The L&G Future World Gender in Leadership UK Index Fund, or GIRL fund, is the first such fund to focus on British firms and tilts its relative holdings of each company based on how it performs on four measures of gender diversity.

Companies are graded based on the degree of female representation on the board, among the executive body, in management as well as the broader workforce, factors LGIM is pushing companies it invests in to address.

Under the system devised by LGIM, each company is given a score between zero and 100 on each of the measures, with their combined score determining where they sit in the total ranking.

The target for each measure is 30 percent. Any company with less than that loses marks while any above that gains marks up to a target of 50 percent, which equates to a maximum score and is something only Renewables Infrastructure has so far attained.

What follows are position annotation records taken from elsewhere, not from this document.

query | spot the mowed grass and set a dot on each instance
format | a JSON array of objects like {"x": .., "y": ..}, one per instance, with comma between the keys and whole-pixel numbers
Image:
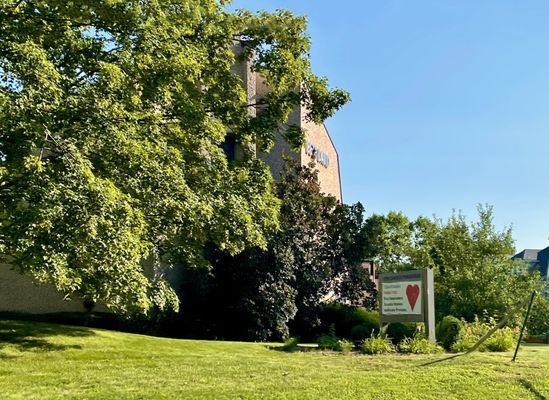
[{"x": 44, "y": 361}]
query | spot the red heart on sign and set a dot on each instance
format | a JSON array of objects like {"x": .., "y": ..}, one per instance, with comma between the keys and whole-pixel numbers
[{"x": 412, "y": 292}]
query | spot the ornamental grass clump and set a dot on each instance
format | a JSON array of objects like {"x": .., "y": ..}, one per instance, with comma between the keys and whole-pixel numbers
[
  {"x": 377, "y": 344},
  {"x": 418, "y": 344},
  {"x": 290, "y": 344}
]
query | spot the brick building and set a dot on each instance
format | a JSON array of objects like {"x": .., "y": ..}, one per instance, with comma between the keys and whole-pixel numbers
[{"x": 19, "y": 294}]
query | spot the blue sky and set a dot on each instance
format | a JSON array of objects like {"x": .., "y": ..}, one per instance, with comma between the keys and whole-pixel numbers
[{"x": 450, "y": 105}]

Rounding out the 10 best-performing companies are Merlin Entertainments, Ascential, N. Brown, Next, Marks & Spencer, UBM, ASOS, Shaftesbury and Halfords, LGIM said.

"There's a growing body of evidence that helps support the notion that more diverse leadership teams and boards make better decisions and have higher long-term performance," LGIM Chief Executive Mark Zinkula said.

LGIM and others, including AXA Investment Managers, have said they will vote against the board of companies that perform poorly, backed by data that shows those with more female leaders perform better.

A British government-backed report has set a target for women to make up at least a third of the board at each of Britain's biggest companies by 2020.

LGIM, the third biggest investor in the FTSE 350 <.FTLC>, said it would launch the fund with 50 million pounds of its own money and make it available to both retail and institutional investors.